Every member of my family asked if I would get back together with my ex "when he was done" mourning his father.
My damage isn’t (just) men. It’s straight culture.
You know what we are? When you turn out all the lights, do you know what we are? We’re little balls of fire careening through oblivion. Some of us are big, some of us are little. We’re constantly burning through what we have. We’re starving for each other. Some of us are just waiting for the next fire to share with another person, regardless of its viability.
When we get the ultimate blessing of a person who shares fire with us for a long time, it gives us life. We need it so bad that we make religions and philosophies around it. When the fire stops, we feel cheated. We forget that we were always the source of that fire–that there are 8 billion other little fires scuttling around, and we’ll find it again. That behind who we shared it with was an entire person who couldn’t see the future and had their own set of triggers and trauma.
My therapist (shoutout) assures me that love and breakups don’t have to hurt the way they’ve been hurting. I don’t fully know how yet, but I feel like it has something to do with viewing relationships as a growth mindset (because in a growth mindset, you see failures as ways to learn).
Straight culture is what makes us have a scarcity mindset about the fires we’re able to share. It’s what makes us think love magic only has one source, one color, one mechanism. When you realize there is fire all around us, and a straight relationship is not the only way to get it, you start laughing more. The way I grin ear-to-ear when my coworkers and I can share a joke.

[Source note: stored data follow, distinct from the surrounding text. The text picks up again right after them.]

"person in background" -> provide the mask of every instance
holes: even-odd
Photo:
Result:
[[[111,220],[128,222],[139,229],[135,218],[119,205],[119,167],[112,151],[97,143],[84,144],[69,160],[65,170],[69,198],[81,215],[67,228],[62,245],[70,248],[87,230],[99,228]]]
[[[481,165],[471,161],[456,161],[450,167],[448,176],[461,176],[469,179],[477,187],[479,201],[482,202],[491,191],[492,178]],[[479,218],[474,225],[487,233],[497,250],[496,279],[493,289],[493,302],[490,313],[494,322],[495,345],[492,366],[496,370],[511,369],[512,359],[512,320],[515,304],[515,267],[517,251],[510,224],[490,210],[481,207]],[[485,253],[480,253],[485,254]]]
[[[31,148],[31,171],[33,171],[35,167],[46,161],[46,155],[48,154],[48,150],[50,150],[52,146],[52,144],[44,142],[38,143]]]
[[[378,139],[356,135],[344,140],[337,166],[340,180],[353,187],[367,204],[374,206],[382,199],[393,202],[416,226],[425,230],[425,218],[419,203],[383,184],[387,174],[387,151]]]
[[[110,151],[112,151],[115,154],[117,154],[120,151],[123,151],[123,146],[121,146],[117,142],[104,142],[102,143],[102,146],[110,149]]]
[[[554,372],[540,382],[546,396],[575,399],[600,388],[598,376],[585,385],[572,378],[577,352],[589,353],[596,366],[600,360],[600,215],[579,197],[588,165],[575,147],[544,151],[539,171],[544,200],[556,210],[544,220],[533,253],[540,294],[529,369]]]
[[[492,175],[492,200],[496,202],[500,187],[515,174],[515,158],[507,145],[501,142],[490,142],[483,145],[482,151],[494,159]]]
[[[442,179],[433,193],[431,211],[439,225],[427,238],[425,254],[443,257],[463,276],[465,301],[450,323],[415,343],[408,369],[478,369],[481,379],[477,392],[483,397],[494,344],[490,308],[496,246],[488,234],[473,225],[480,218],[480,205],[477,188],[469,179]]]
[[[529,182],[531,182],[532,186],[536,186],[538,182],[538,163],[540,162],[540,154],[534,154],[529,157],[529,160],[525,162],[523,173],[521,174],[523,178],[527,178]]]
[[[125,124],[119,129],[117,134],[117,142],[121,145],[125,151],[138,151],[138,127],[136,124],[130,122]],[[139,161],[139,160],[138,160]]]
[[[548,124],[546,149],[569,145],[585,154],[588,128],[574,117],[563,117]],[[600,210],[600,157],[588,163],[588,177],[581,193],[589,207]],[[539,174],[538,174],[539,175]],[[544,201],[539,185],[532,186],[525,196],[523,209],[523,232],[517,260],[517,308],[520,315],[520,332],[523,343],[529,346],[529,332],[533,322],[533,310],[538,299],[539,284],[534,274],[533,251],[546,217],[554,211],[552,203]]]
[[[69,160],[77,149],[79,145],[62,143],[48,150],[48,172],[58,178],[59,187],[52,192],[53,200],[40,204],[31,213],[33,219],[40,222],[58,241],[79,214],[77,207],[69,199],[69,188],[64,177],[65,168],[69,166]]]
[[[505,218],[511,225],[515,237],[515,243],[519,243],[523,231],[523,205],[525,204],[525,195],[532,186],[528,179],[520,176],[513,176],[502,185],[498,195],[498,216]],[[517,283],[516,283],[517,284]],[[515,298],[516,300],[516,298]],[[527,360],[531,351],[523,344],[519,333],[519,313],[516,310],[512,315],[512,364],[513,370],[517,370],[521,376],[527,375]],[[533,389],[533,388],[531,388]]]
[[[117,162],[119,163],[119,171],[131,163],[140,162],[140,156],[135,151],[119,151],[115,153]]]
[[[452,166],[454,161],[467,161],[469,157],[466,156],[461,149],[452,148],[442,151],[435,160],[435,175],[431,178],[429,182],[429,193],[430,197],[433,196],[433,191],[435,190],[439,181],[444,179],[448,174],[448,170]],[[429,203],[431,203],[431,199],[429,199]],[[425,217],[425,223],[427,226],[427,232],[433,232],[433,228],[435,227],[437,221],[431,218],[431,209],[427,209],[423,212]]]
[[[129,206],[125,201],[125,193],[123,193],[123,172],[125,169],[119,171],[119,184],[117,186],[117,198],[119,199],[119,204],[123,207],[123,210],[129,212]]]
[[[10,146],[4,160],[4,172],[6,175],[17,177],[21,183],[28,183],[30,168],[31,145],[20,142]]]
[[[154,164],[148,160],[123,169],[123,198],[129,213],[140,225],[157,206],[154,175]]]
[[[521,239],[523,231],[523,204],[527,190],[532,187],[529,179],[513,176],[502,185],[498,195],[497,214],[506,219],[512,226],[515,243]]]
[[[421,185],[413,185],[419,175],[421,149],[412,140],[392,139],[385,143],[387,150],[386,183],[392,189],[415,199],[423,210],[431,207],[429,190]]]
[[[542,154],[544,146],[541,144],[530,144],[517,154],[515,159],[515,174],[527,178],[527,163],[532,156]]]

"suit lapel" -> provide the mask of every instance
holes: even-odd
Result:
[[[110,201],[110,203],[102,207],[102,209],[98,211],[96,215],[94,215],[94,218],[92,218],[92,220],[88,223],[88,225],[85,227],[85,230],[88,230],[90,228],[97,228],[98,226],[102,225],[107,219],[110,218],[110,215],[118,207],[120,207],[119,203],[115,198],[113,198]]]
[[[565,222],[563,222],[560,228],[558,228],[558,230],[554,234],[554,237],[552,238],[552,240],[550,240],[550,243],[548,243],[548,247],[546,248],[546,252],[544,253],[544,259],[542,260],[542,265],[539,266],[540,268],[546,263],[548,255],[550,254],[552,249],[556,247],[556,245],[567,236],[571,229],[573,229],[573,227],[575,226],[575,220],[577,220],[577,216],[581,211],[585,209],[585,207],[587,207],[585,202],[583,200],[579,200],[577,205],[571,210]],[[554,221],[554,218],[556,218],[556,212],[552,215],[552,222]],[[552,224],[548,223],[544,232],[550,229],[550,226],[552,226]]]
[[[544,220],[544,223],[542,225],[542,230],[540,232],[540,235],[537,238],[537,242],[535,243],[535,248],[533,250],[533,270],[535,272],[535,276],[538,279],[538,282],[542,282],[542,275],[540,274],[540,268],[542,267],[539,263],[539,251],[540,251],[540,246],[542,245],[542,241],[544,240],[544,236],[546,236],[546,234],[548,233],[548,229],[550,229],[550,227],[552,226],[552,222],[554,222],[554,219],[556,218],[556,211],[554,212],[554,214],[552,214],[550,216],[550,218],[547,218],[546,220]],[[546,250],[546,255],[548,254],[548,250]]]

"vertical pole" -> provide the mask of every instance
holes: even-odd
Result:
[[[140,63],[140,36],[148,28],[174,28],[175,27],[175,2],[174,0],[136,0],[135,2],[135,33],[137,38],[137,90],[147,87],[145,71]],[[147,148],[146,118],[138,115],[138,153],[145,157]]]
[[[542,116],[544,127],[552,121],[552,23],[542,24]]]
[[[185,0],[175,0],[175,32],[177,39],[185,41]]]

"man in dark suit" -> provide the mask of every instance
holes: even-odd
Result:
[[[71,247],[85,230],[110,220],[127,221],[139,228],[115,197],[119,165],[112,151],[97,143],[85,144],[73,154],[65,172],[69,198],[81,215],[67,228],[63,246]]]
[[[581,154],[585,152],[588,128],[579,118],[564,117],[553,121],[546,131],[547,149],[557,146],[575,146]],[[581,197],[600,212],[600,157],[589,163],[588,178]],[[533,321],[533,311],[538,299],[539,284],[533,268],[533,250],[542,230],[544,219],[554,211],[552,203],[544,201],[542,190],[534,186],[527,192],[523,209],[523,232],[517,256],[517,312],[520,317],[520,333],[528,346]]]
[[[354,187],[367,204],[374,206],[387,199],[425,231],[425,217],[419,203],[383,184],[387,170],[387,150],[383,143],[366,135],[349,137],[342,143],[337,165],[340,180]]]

Every Mr-Rogers-smile was forged in the same dark, flooded corners of oblivion that we all feel after big fires leave our orbit.
Remember that masturbation is a completely valid and beautiful way to love yourself, and that you’re worthy of (but not entitled to) all the types of connections that you crave. We’re all horny and lonely, boo. You’ll find magic again.
_______________________
*Honestly, the only thing I did was put up the boundary that I’m not talking about dating with them. I haven’t said we couldn’t hang out, but you’d be amazed how many men lose interest in friendship when you aren’t getting them a step closer to a hard dick.